Le gouvernement d’entreprise désigne les modes de fonctionnement des organes d'administration et de surveillance d’une organisation et leurs relations avec la direction et les actionnaires. Pour les sociétés cotées, il s’inscrit au-delà de la loi, dans les recommandations du code de gouvernance auquel l’entreprise a choisi de se référer, AFEP-MEDEF ou MiddleNext.
Deloitte publie une radiographie de la gouvernance de plus de 300 sociétés cotées au marché Euronext de la Bourse de Paris, véritable analyse des conseils d’administration ou de surveillance, des comités spécialisés et des assemblées générales du printemps 2015.

Des constats très différenciés selon les indices de cotation

Pour une entreprise du CAC 40, le conseil d’administration ou le conseil de surveillance compte en moyenne 13 administrateurs, dont 9 indépendants, 4 femmes, 3 étrangers et conduit ses travaux avec le support de 3 à 5 comités spécialisés.

A l’autre bout de la cotation, pour une entreprise du CAC Small, le conseil compte en moyenne 7 administrateurs, dont 2 indépendants, 2 femmes et conduit ses travaux avec le support de 2 à 3 comités spécialisés.

« Notre radiographie a pour ambition d’être une analyse factuelle complète des pratiques de gouvernance des sociétés cotées en France. Les écarts de tendances entre les premières sociétés de la cote et les sociétés du Midcap mettent en exergue la diversité des situations. » estime Denis Lesigne, Directeur Capital Humain chez Deloitte.

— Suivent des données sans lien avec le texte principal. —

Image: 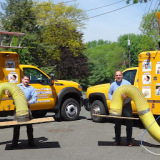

Des comités spécialisés de plus en plus présents

Les comités spécialisés sont des émanations du conseil d’administration dont la mission consiste à préparer les travaux qui reposent sur des thématiques sensibles. Ils sont aujourd’hui très largement répandus avec près de 366 comités pour les sociétés du SBF120. Si l’existence d’un comité distinct du conseil sur les sujets de l’audit, des rémunérations et des nominations est aujourd’hui la norme au sein des sociétés du SBF 120, d’autres comités spécialisés émergent (stratégie, gouvernance, éthique, RSE …). Comme l’illustrent les schémas ci-dessous, ce n’est pas encore une pratique dans les sociétés du Cac Small.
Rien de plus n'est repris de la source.